Past

Pancreaticoduodenectomy (PD) is a standardized resection for distal cholangiocarcinoma. If the tumor is located in the middle-third bile duct alone, bile duct resection (BDR) may be considered as an alternative approach. However, this tumor is rare, with an incidence of about 13% among all cholangiocarcinomas,1 and recent surveys have observed that BDR accounted for only 1.5–2.7% of resections for cholangiocarcinoma.2,3 Therefore, the oncologic benefit of BDR remains poorly understood.

Present

The authors conducted a multi-institutional retrospective study of 92 patients who underwent BDR (n = 38) or PD (n = 54) for middle-third cholangiocarcinoma.4 The short-term outcomes involving operation time, blood loss, complications, and mortality were better with BDR than with PD. The survival rate after BDR was significantly worse than after PD (38.8% vs 54.8% at 5 years; P = 0.035), and BDR was an independent factor deteriorating survival.

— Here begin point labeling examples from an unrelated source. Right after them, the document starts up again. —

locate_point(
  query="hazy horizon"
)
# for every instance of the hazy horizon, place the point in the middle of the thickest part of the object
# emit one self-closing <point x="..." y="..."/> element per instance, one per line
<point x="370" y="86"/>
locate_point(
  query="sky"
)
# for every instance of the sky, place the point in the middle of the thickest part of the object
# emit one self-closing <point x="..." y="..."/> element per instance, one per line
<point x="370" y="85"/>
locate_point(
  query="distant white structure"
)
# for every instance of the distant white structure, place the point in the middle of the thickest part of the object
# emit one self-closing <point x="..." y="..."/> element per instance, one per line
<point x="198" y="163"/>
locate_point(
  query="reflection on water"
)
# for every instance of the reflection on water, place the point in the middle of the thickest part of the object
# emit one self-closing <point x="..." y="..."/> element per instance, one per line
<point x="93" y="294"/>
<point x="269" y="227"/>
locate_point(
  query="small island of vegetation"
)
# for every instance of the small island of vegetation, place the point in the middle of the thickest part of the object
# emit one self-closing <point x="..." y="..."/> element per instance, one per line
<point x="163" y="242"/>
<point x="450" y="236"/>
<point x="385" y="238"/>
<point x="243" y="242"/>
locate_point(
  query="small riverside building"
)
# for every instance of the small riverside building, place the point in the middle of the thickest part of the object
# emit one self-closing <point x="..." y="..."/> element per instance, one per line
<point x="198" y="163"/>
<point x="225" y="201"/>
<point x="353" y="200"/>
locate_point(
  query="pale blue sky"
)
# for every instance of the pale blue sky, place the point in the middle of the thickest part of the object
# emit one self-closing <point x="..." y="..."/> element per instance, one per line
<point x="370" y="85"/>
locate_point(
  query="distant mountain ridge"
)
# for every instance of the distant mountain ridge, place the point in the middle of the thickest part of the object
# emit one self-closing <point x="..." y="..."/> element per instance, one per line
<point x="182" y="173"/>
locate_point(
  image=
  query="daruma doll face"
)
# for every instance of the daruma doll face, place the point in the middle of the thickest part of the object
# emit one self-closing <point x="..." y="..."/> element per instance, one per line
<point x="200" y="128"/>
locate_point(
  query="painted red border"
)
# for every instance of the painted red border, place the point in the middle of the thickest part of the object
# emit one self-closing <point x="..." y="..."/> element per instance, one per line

Subgroup analysis in the BDR group, however, demonstrated that tumor < 15 mm and margin ≥ 10 mm lead to better survival, similar to the PD group.

Future

The data from this study demonstrated that middle-third cholangiocarcinoma remains a dreaded disease potentially affected by surgical procedure. Although BDR may be easy to use and patient friendly, it should be performed for strictly selected patients based on tumor length and expected ductal margin rather than patient risk. Thus, from the viewpoint of surgical oncology, a very small population of patients with cholangiocarcinoma seems to benefit from BDR. In reality, a prospective randomized study is impractical due to the rarity and inferiority of the tumor. Well-designed retrospective studies are needed for further integration of analysis.